Mais la question de fond c’est se demander si, en tant qu’entreprise, on est responsable seulement devant ceux avec lesquels on a un engagement contractuel. Ca a le mérite d’être facile à identifier, tu peux en faire facilement l’inventaire.

Tu veux dire que l’entreprise responsable est responsable au-delà de ses engagements contractuels ?

Respecter la loi, payer tes impôts ce ne sont pas des engagements contractuels il me semble. Tu n’as pas signé un contrat synallagmatique avec les impôts ou l’URSSAF. En d’autres termes tu as des obligations, une responsabilité, à l’égard de parties prenantes qui ne sont pas contractuelles.

Et c’est là où cela devient intéressant comme notion. Quand on parle d’une responsabilité qui consiste à payer tes impôts, c’est à l’égard de la société civile que tu es responsable. Parce que concrètement, si tu y échappes par des moyens détournés, notamment illégaux, et bien tu arnaques la société civile.

Quand c’est illégal, ça saute aux yeux. Mais quand tu cherches par des voies légales à optimiser tout ce que tu peux. Est-ce que cela s’inscrit dans une posture que l’on peut qualifier de responsable ? Morale et responsabilité est-ce lié ? Voilà un bon sujet de philosophie pour le bac.

Cela renvoie donc à une notion non pas élargie mais moins claire de ce que sont tes parties prenantes. L’état, la société civile etc. en sont aussi. Ce sont bien des agents ou des entités, je ne sais pas comment il faut nommer cela, qui ont des enjeux liés à ton entreprise et qui peuvent en être plus ou moins affectées.

Il y a aussi tous les acteurs qui peuvent être indirectement affectés par tes actions ou ton activité. Il y a en effet les parties prenantes contractuelles ou celles qui sont évidentes car le lien est direct mais aussi celles qui peuvent subir les conséquences, ou en profiter, de ce que tu fais.

On appelait cela un temps des externalités, qu’elles soient positives ou négatives. Des acteurs qui n’ont rien demandé, contrairement à ceux qu’on a évoqué jusqu’à présent, mais qui sont potentiellement concernés par ce que tu fais.

Dis en d’autres termes, elles ne sont pas volontairement des parties prenantes. Elles subissent les effets et ont donc un enjeu au regard de ton entreprise. Là encore la société civile par exemple. Mais cela peut être d’autres entreprises ou tout simplement la planète quand tu pollues comme un cochon.

Le champ est donc vaste on le voit et les natures d’intérêt, l’intensité du lien qui relie l’entreprise à la partie prenante, les rapports de force et d’influence, ne sont pas les mêmes selon les cas.

Le sujet est d’autant plus complexe que l’on peut aussi se retrouver dans des situations où les différents points de vue sont regroupés en un seul et même agent.
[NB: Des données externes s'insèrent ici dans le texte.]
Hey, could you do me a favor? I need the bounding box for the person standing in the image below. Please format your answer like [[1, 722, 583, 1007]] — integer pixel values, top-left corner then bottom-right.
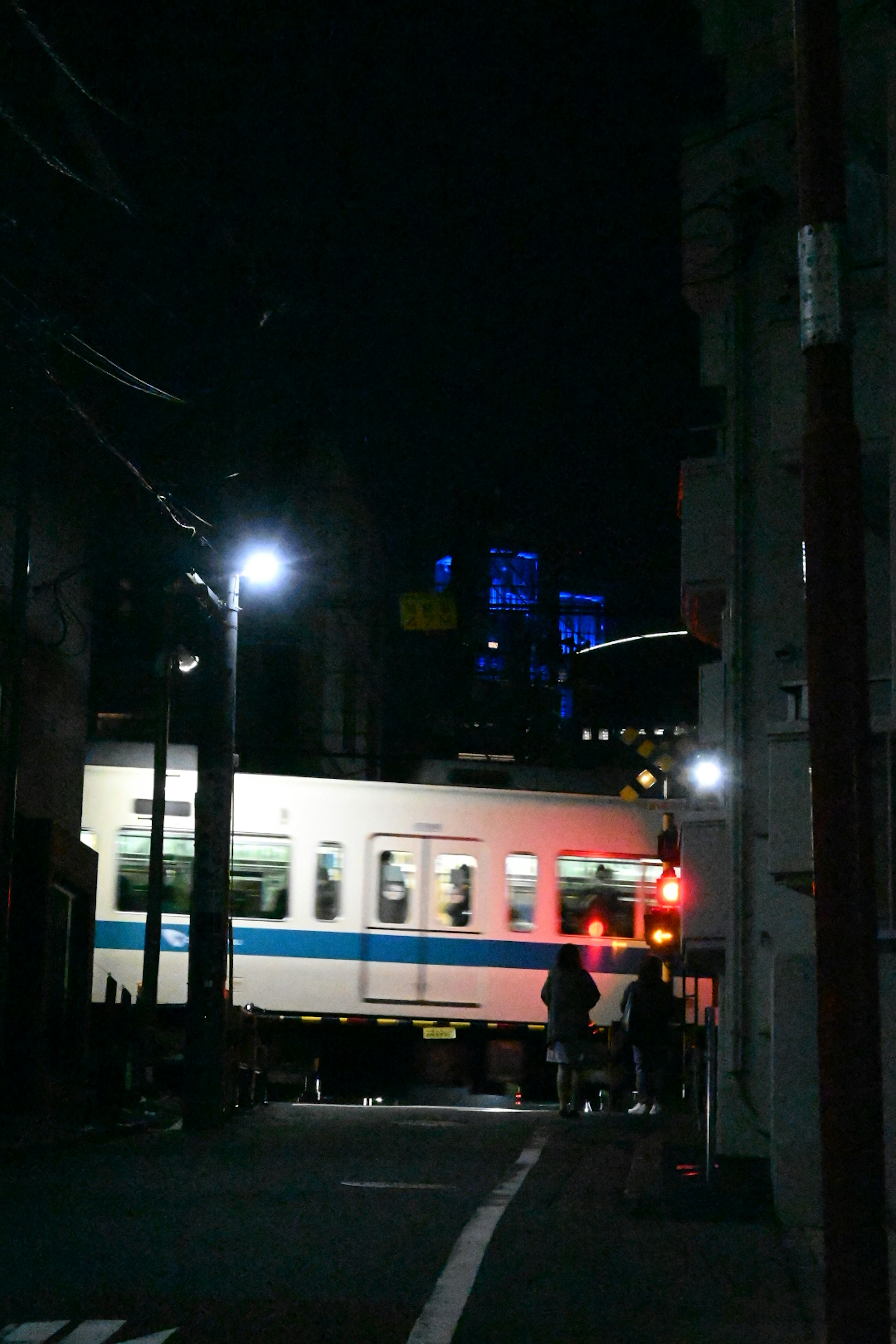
[[541, 942, 600, 1117], [622, 956, 674, 1116]]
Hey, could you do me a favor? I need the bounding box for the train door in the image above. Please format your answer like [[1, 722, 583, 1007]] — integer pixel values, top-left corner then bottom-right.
[[420, 836, 488, 1008], [360, 835, 426, 1004]]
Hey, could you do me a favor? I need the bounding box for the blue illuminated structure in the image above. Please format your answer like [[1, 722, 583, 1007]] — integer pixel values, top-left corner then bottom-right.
[[560, 593, 605, 658], [489, 547, 539, 612], [435, 555, 451, 593]]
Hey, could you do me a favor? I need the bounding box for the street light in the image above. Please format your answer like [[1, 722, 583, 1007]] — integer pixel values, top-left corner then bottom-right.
[[140, 605, 199, 1083], [184, 547, 282, 1125], [690, 755, 724, 793], [239, 550, 284, 587]]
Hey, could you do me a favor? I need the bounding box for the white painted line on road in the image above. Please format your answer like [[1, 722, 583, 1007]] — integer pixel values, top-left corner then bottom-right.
[[122, 1325, 177, 1344], [0, 1317, 69, 1344], [395, 1120, 463, 1129], [59, 1321, 125, 1344], [341, 1180, 457, 1190], [407, 1130, 548, 1344]]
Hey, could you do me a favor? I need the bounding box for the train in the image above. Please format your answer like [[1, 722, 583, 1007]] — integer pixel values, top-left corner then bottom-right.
[[82, 749, 688, 1029]]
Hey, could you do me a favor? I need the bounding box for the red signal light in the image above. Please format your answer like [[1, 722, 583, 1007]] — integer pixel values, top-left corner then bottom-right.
[[660, 876, 681, 904]]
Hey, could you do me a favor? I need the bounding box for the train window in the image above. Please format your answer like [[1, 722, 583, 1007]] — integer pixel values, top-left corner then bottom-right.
[[314, 844, 343, 919], [378, 849, 416, 923], [504, 854, 539, 933], [435, 854, 476, 929], [116, 831, 193, 915], [557, 855, 662, 938], [230, 836, 289, 919]]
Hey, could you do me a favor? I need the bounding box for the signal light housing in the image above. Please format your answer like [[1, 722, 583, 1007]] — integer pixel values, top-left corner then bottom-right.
[[657, 872, 681, 904], [644, 906, 681, 953]]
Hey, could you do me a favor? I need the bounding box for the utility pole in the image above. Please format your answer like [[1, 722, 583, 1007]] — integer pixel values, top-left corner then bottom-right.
[[0, 449, 31, 1059], [794, 0, 889, 1344], [140, 605, 175, 1083], [184, 574, 239, 1128]]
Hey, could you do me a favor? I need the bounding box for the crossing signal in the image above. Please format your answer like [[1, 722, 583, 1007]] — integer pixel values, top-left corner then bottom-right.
[[657, 872, 681, 906], [644, 906, 681, 953], [644, 864, 681, 953]]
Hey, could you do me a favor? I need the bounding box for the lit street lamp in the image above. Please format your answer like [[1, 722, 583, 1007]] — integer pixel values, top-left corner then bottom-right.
[[184, 550, 282, 1125]]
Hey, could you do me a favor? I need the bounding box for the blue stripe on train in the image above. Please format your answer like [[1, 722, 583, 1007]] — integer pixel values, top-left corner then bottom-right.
[[95, 919, 646, 976]]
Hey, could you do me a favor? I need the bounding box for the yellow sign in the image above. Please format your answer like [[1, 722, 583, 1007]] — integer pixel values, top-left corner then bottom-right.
[[400, 593, 457, 630]]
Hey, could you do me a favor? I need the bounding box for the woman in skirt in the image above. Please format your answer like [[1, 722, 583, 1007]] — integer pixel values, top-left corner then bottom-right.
[[541, 942, 600, 1117]]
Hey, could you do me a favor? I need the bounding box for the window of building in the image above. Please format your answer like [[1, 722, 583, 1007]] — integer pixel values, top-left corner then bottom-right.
[[557, 855, 662, 938], [504, 854, 539, 933], [314, 844, 343, 919], [116, 831, 193, 915], [378, 849, 416, 923], [435, 854, 476, 929], [230, 836, 290, 919]]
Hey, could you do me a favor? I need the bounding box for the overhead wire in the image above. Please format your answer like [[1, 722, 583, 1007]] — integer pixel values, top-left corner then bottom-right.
[[0, 102, 133, 215], [56, 332, 185, 406], [66, 332, 185, 406], [42, 364, 201, 544], [9, 0, 133, 126], [0, 272, 215, 551]]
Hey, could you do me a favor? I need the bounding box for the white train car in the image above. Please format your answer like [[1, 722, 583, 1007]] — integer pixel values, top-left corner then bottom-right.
[[82, 763, 677, 1024]]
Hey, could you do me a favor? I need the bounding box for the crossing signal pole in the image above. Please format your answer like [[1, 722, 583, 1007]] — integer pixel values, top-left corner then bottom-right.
[[794, 0, 891, 1344]]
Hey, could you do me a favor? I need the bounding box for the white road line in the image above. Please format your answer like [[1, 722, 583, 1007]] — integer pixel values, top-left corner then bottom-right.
[[407, 1132, 548, 1344], [341, 1180, 457, 1190], [59, 1321, 125, 1344], [122, 1325, 177, 1344], [0, 1319, 69, 1344]]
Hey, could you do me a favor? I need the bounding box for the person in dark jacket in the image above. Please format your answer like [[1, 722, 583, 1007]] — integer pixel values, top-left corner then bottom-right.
[[541, 942, 600, 1116], [622, 956, 674, 1116]]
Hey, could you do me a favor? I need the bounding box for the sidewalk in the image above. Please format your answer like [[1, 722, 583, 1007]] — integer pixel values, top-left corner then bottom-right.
[[454, 1116, 814, 1344]]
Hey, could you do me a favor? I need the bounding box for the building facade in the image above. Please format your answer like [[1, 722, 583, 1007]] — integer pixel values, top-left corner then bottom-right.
[[681, 0, 896, 1239]]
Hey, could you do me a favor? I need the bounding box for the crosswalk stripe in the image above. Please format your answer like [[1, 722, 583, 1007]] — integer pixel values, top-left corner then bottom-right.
[[59, 1321, 125, 1344], [0, 1317, 69, 1344]]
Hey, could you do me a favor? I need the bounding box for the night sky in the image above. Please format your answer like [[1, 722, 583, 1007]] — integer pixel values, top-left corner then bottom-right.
[[0, 0, 697, 758]]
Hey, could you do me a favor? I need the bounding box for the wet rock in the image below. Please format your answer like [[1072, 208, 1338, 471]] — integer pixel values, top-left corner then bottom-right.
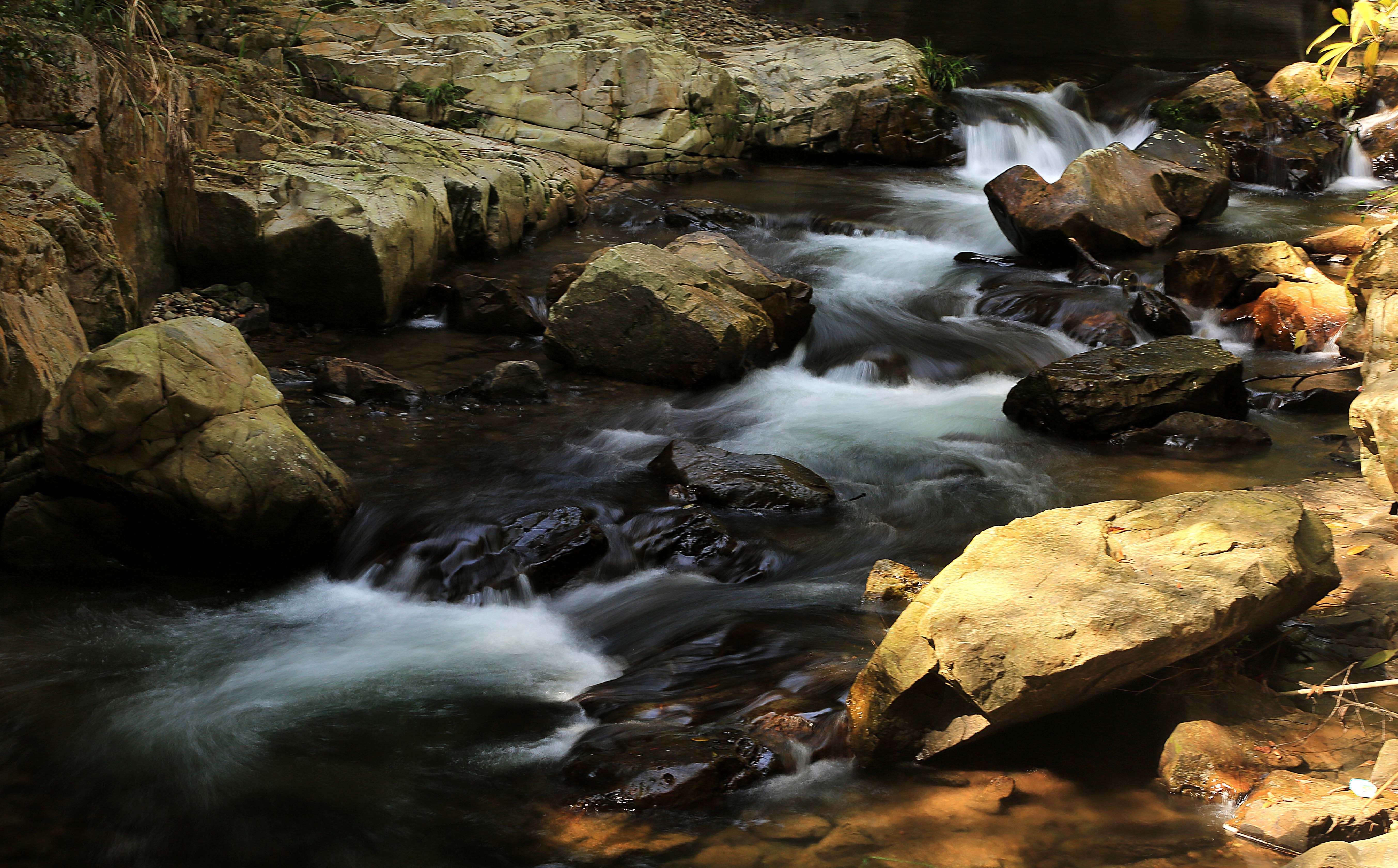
[[544, 243, 773, 387], [719, 38, 960, 165], [1262, 61, 1366, 123], [974, 278, 1137, 347], [849, 491, 1339, 760], [1151, 71, 1262, 136], [310, 357, 422, 407], [622, 506, 774, 582], [863, 561, 927, 602], [1004, 337, 1247, 439], [446, 274, 545, 336], [563, 723, 783, 811], [1247, 386, 1359, 414], [43, 317, 355, 556], [985, 131, 1229, 261], [1300, 224, 1378, 256], [1164, 242, 1330, 307], [1128, 289, 1194, 337], [470, 361, 548, 404], [649, 440, 835, 509], [661, 198, 758, 232], [1226, 770, 1398, 853], [405, 506, 610, 602], [1349, 372, 1398, 500], [1112, 412, 1272, 454], [1156, 668, 1373, 800], [1222, 281, 1355, 352], [665, 232, 815, 352], [544, 263, 587, 306]]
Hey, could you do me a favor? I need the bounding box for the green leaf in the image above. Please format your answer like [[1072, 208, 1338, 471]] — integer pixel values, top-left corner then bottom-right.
[[1306, 23, 1345, 55], [1359, 650, 1398, 670]]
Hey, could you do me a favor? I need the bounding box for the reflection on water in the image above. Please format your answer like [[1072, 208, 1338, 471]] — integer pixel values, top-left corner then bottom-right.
[[0, 68, 1381, 868]]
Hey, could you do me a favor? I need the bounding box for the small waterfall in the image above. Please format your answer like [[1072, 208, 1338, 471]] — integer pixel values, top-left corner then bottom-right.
[[955, 82, 1155, 183]]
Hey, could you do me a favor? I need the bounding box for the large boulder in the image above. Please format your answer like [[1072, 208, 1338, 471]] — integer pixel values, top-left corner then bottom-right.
[[985, 130, 1229, 261], [649, 440, 835, 509], [43, 317, 355, 558], [544, 243, 773, 387], [849, 491, 1339, 760], [665, 232, 815, 352], [716, 36, 960, 165], [1004, 337, 1247, 439], [1349, 370, 1398, 500]]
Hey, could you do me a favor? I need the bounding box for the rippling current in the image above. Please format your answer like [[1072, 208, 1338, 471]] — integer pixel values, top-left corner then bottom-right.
[[0, 71, 1364, 868]]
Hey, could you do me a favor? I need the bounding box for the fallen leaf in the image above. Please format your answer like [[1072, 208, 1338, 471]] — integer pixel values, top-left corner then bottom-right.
[[1359, 650, 1398, 670]]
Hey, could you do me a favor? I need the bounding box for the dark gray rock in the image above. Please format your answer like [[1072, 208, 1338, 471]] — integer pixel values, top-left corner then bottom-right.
[[1004, 337, 1247, 439], [650, 440, 835, 509]]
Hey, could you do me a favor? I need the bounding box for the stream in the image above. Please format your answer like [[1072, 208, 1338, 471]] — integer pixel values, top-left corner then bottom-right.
[[0, 0, 1376, 868]]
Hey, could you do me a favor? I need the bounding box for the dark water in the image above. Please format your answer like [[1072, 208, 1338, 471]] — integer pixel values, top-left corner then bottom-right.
[[759, 0, 1332, 80], [0, 4, 1381, 868]]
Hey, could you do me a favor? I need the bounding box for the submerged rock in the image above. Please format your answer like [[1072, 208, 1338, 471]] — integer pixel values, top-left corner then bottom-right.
[[1226, 770, 1398, 853], [1112, 412, 1272, 454], [1004, 337, 1247, 439], [468, 361, 548, 402], [665, 232, 815, 352], [649, 440, 835, 509], [864, 561, 927, 602], [850, 491, 1339, 760], [43, 317, 355, 556], [985, 131, 1229, 261], [544, 243, 773, 387], [310, 357, 422, 407]]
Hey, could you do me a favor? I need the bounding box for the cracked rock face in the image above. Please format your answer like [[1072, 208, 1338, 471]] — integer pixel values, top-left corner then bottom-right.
[[850, 491, 1339, 760], [43, 317, 355, 554]]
Quand tu prends une mutuelle, par exemple, le salarié qui est client de la mutuelle endosse deux rôles de parties prenantes en même temps.

Quand tu prends une coopérative de producteur, l’intérêt du fournisseur et de l’actionnaire fusionnent en un même agent.

En pratique, ce sont souvent les rapports de force qui régissent les choses. Malheureusement. Du moins pour les entreprises qui s’affranchiraient de la dimension morale liée à leur activité et n’appréhenderaient leur responsabilité que sous un angle technique et formel.

Le taulier a plus de poids, cela reste une distinction ténue. Le propriétaire et les autres.

En pratique aussi, cela vaut pour toute personne qui endosse une responsabilité et qui travaille avec d’autres. Est-ce qu’on se contente de son périmètre, je fais ce qu’on me demande, ou est-ce qu’on a une vision élargie de ma responsabilité et je me préoccupe de toutes celles et ceux potentiellement impactés par mon action.

En somme une question morale et de sens des responsabilités mais c’est un autre sujet. Mais elle souligne la nécessité et la complexité de bien identifier ses parties prenantes.

En résumé, la notion de parties prenantes ne se limite pas aux agents qui ont une relation directe ou contractuelle avec l’entreprise, à savoir clients, fournisseurs, salariés ou services de l’état. C’est aussi ceux sur qui l’entreprise a un impact plus ou moins direct. En tenir compte est une question de sens des responsabilités.

J’ai bon chef ?

Oui tu as bon mais on ne va pas en faire toute une histoire

[1] Freeman, R. E., Wicks, A. C., & Parmar, B. (2004). Stakeholder theory and “the corporate objective revisited”. Organization science15(3), 364-369.